At times, Del Rey overwrites, unpacking the poem in-situ rather than allowing her reader to interpret. Lines like ‘my heart is very fragile’ are superfluous and attempt to overshadow the originality of lines like ‘in my veins you run citrus’.  

Violet is more self-referential than Del Rey’s previous works, which in the past called on Whitman, Ginsberg, and Eliot in order to make claims of literariness. The metatextuality of Violet is evident throughout in lines which echo earlier lyrics and song titles. One of the collection’s most interesting, and arguably its most self-indulgent poems, ‘Past the Bushes Cypress Thriving’, is addressed to ‘you in the mirror’. In a Narcissus-esque poem to herself, Del Rey echoes an earlier song, ‘how to disappear’, in supposing that ‘you just want to disappear.’

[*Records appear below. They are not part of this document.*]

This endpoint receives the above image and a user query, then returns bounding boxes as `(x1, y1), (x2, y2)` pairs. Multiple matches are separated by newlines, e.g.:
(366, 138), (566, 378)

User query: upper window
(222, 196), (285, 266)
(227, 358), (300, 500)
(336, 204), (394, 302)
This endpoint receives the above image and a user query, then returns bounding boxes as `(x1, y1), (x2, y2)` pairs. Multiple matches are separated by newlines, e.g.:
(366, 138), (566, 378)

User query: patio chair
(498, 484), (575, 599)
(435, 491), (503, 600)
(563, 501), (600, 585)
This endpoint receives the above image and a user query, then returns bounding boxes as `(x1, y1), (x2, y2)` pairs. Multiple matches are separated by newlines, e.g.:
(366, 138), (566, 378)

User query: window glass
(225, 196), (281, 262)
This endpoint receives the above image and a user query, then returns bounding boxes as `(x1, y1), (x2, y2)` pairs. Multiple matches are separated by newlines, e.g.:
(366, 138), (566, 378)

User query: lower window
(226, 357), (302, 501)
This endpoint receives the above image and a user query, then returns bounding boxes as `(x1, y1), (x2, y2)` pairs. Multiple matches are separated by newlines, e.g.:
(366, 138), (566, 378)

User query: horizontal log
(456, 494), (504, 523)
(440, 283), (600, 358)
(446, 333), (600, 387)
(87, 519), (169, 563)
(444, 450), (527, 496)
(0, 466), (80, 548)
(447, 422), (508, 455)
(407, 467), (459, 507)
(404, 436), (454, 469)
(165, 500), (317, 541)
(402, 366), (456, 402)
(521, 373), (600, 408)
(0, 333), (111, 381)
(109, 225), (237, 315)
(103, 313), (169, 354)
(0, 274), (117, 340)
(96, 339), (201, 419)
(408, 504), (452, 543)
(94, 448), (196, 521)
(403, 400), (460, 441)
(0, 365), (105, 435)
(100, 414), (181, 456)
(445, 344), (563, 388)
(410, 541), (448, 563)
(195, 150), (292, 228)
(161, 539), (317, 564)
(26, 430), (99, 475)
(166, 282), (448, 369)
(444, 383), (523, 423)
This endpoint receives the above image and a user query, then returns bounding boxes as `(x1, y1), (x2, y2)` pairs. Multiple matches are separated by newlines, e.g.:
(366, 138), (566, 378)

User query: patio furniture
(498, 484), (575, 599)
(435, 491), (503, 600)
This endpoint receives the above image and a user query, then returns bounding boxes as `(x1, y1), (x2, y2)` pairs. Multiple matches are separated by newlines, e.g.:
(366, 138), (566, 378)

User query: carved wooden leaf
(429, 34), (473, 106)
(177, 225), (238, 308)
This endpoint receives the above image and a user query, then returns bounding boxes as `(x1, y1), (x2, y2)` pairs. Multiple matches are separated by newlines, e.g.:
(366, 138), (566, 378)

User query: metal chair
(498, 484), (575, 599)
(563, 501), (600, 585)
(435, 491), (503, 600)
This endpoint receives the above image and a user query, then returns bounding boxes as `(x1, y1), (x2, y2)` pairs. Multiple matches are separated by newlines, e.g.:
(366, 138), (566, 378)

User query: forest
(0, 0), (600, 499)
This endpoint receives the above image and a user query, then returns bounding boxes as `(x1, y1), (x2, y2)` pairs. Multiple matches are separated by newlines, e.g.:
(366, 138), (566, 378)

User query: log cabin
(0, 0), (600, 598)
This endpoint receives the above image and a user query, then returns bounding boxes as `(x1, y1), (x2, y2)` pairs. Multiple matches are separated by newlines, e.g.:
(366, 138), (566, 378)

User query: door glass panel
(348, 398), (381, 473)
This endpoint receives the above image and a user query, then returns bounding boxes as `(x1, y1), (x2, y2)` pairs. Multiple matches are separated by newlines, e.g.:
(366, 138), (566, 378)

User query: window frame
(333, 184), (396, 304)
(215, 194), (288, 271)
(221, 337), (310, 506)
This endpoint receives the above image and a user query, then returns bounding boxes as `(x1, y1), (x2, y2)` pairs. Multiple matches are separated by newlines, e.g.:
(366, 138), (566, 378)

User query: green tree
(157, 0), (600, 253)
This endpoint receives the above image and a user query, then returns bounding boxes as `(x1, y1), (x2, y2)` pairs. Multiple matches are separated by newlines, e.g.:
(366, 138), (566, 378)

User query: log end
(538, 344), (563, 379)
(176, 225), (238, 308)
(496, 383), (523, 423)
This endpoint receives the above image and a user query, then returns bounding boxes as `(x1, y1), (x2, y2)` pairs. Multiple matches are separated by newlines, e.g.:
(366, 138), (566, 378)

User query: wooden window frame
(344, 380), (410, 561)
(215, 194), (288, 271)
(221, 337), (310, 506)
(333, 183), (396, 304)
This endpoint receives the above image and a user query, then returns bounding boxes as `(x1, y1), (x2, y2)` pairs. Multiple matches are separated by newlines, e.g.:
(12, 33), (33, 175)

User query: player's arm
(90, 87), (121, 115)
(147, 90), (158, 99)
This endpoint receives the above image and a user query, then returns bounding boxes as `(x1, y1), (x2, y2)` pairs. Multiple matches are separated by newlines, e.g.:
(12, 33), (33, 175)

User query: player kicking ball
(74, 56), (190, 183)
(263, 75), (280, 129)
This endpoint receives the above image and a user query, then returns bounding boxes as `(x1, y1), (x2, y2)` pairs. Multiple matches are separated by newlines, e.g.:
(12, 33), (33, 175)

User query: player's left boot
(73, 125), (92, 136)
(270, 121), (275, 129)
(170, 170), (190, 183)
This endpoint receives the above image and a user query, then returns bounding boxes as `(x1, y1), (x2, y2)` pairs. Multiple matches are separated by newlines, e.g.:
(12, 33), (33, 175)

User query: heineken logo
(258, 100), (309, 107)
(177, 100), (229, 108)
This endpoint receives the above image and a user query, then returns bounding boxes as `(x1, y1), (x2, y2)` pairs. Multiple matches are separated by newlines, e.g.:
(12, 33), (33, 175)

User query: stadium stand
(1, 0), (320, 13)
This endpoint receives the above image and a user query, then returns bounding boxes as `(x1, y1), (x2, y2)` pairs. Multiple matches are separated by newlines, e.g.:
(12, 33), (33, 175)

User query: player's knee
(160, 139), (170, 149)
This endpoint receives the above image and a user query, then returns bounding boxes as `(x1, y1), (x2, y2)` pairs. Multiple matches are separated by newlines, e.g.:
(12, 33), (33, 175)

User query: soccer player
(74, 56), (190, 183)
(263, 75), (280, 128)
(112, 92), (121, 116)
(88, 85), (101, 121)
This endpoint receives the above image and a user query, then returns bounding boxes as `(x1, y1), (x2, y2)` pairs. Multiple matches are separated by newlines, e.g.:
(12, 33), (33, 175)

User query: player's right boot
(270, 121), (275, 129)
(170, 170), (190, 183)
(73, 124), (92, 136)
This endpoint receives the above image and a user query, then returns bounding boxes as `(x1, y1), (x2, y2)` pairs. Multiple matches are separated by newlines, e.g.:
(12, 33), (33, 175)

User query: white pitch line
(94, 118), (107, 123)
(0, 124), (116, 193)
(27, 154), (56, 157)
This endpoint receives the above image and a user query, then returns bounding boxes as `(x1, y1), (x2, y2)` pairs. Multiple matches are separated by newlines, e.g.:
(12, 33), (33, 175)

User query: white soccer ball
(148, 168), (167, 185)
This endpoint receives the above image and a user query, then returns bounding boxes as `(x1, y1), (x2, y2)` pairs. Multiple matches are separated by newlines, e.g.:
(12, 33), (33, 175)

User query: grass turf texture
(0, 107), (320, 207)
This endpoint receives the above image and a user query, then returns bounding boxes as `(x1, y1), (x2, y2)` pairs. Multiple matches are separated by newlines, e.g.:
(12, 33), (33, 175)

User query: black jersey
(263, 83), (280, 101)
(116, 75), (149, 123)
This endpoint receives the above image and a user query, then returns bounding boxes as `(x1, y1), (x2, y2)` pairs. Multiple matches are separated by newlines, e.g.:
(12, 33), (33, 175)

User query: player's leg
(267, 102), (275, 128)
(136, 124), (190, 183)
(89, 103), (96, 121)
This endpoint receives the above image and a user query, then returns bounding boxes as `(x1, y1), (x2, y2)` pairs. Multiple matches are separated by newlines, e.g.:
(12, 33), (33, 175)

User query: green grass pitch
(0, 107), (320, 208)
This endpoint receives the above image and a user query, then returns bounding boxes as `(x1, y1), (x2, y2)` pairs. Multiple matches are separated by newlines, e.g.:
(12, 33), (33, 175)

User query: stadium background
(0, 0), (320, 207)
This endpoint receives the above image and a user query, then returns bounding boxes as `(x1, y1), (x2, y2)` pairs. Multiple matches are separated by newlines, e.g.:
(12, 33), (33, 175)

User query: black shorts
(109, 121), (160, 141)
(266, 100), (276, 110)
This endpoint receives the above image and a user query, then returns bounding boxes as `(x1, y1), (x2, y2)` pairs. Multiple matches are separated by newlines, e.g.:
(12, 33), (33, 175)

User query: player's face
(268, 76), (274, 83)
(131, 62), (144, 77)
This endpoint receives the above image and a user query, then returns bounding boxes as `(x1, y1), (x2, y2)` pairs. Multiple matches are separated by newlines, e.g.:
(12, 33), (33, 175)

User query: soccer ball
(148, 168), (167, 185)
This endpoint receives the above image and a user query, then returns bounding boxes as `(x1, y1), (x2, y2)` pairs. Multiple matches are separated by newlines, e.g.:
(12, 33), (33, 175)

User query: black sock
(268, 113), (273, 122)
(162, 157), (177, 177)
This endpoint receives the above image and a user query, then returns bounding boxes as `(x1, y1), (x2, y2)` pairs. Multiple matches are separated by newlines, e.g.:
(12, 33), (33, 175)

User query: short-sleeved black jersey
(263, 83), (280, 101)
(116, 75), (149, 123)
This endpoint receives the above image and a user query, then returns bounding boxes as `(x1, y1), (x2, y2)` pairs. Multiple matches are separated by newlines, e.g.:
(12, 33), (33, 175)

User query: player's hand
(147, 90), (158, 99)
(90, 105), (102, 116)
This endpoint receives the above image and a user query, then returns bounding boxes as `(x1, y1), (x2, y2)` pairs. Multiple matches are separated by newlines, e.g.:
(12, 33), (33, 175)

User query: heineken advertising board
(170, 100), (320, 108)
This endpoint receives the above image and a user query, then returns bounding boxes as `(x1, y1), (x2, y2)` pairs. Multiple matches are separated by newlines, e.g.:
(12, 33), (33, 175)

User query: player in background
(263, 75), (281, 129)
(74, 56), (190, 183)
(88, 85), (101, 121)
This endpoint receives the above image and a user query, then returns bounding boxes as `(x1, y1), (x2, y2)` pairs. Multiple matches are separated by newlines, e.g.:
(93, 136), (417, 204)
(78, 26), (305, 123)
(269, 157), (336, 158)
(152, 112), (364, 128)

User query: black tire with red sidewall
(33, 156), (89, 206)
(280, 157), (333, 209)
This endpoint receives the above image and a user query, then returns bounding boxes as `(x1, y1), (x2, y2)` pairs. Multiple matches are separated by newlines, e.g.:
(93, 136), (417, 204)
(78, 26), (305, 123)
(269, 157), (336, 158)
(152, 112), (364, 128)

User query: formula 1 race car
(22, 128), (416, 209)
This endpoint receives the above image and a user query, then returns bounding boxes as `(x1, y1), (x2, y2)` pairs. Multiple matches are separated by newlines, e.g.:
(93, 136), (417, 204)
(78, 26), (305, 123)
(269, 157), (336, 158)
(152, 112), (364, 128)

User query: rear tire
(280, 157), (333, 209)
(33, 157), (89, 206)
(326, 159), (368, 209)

The dense imagery in ‘Past the Bushes' contradicts the notion of disappearing, instead making use of short stanzas, and vivid language, full of the colours of the ‘phoenix’, ‘Georgia peaches’, and ‘green and winding’ road. The short lines and rhymes come in painterly swathes, each working on top of the previous image like impasto oil paint, creating a surplus of images which, rather than over-clarifying like some of Violet’s other poems, raise more questions than it answers.

All in all, Violet makes for an interesting read – or listen – but could have done with some heavy editing. Poetry is, by its nature and its readership, less forgiving than pop music. Nevertheless, Violet reminds readers that Del Rey is one of the most versatile and consistently surprising lyricists of the moment.